I do not profess to have the answer to this situation and while I know these issues are always more complex than they first appear, I ask the Minister to look at best international practice. In particular she should look at the model in Scotland where considerably more childminders are registered than is the case here. There are 6,000 registered childminders in Scotland with a very similar population of 5.2 million compared with our 4.6 million. The quality standards for childminders in Scotland are high. Scotland has a system of registration rather than notification. No childminder is exempt - everybody must register and then policy can decide what happens next.

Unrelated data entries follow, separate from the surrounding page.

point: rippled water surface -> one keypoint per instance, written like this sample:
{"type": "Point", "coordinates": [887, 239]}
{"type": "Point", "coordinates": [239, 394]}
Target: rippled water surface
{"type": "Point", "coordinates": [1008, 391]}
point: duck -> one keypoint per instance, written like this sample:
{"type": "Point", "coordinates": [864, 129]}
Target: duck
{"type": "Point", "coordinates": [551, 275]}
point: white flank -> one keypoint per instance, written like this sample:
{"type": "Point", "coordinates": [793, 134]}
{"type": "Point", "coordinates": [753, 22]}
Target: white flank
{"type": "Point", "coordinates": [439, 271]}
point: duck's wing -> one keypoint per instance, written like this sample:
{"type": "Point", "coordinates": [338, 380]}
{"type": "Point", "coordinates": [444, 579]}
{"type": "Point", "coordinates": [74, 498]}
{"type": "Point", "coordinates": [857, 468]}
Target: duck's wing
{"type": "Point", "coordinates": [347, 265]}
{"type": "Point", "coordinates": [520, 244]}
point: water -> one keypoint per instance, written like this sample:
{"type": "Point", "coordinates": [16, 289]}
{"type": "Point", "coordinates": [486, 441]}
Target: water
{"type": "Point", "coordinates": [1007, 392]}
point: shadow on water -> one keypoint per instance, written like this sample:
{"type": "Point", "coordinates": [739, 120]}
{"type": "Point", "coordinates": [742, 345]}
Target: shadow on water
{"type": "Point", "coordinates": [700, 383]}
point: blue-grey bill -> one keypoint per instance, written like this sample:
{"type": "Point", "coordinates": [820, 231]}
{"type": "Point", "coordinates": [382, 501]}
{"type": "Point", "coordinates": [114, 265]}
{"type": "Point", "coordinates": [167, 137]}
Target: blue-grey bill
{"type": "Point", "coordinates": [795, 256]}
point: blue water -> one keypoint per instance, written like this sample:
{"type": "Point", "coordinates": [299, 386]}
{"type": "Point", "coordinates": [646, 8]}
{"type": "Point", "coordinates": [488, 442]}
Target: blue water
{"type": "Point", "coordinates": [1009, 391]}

This is a complex issue and we have had a proud tradition of people being minded in the home and by relatives. That tradition is one that people in communities value. However, quality matters everywhere, including where children are being cared for by childminders in what are generally rather informal situations and small numbers. As the Minister continues with her ambitious agenda of reform of child protection, I ask her to explore what is happening in other EU countries and elsewhere. Her officials should look at what is happening in Scotland, a country of comparable size just across the water, and also what is happening just up the road in Northern Ireland where structures are in place. At some point perhaps we can have a broader debate in this House. It is not as clearcut or as easy as people like to make it sound at times, but it certainly merits proper discussion in the House at some point.

I welcome the amendment and thank the Minister for bringing it before the House.